The USA PATRIOT Act, for example, gave the federal government vast new authority, including secret searches of non-citizens and citizens without probable cause; expanded abilities to detain immigrants without hearing or time limit based merely on accusations; and expansion of government spying on political protesters and organizations. And when it came to the war on Iraq, the administration's lies about Iraq's "weapons of mass destruction" and its supposed ties to Osama bin Laden showed a sneering contempt for ordinary people little different from Hitler's.

"The size of the lie is a definite factor in causing it to be believed, for the great masses of the nation are in the depths of their hearts more easily deceived than they are consciously and purposely evil," Hitler famously wrote in Mein Kampf. "The primitive simplicity of their minds renders them a more easy prey to a big lie than a small one, for they themselves often tell little lies, but would be ashamed of lies that were too big."

The Bush gang seems to have learned this lesson very well. But there are decisive differences between the Bush administration and the Third Reich.

Hitler depended on armed, right-wing thugs to control the streets and break the power of working-class organization. Fascism was a mass movement mobilized in response to a catastrophic economic crisis. Its aim was to smash all left-wing resistance in order to end the immediate threat of working-class revolt and re-impose the rule of capitalism.

To compare this nightmare to the agenda carried out by the Bush administration is to belittle what fascism is. In fact, while the Bush administration has increased the use of repression, it is not out of step with measures that governments in capitalist societies always resort to in times of war.
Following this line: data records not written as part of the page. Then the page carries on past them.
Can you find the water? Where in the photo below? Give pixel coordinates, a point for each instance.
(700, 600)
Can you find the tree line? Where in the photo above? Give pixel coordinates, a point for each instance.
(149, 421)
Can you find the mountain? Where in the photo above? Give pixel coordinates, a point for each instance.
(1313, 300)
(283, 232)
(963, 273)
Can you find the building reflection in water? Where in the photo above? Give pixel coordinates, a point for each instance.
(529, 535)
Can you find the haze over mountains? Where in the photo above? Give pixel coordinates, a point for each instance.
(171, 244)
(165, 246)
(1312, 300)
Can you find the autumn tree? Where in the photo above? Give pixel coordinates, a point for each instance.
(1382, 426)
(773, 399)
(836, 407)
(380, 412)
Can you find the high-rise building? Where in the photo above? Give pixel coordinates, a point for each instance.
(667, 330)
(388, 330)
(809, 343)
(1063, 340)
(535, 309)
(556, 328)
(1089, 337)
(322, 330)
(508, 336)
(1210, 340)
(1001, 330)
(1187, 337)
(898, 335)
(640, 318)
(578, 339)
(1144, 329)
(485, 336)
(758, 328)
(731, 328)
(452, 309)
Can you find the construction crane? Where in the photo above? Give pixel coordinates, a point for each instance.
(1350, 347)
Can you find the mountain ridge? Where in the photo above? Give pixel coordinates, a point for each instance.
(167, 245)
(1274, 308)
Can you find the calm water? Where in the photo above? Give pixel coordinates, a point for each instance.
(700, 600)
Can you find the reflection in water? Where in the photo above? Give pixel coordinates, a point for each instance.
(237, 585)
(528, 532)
Prisons, restrictions on rights and liberties, stepped-up threats of violence--these are not characteristic only of fascist governments, but of any bourgeois state.

Why is this argument important? Over the past decades, whenever a right-wing Republican like Richard Nixon or Ronald Reagan captured the White House, liberals and radicals proclaimed the new threat of fascism.

And as election time rolled around, this became the justification for collapsing support behind the Democratic Party. But relying on Democrats to stop the Bush agenda is no solution. After all, 193 of the 260 Democrats in Congress voted for the USA PATRIOT Act.

And past Democrats in the White House have been perfectly willing to use the tools of state repression. When FBI Director J. Edgar Hoover was using the infamous COINTELPRO program against civil rights and antiwar activists during the 1960s, his White House collaborators were Democrats John F. Kennedy and Lyndon Johnson.

The key to stopping attacks on our rights is struggle. All of the civil liberties we enjoy had to be won in protests and mobilizations from below.

So long as the Bush administration declares pre-emptive wars abroad, it will also try to pre-empt the Bill of Rights at home. We have to continue fighting back--and appealing to large numbers of people who oppose Bush's attacks on our rights.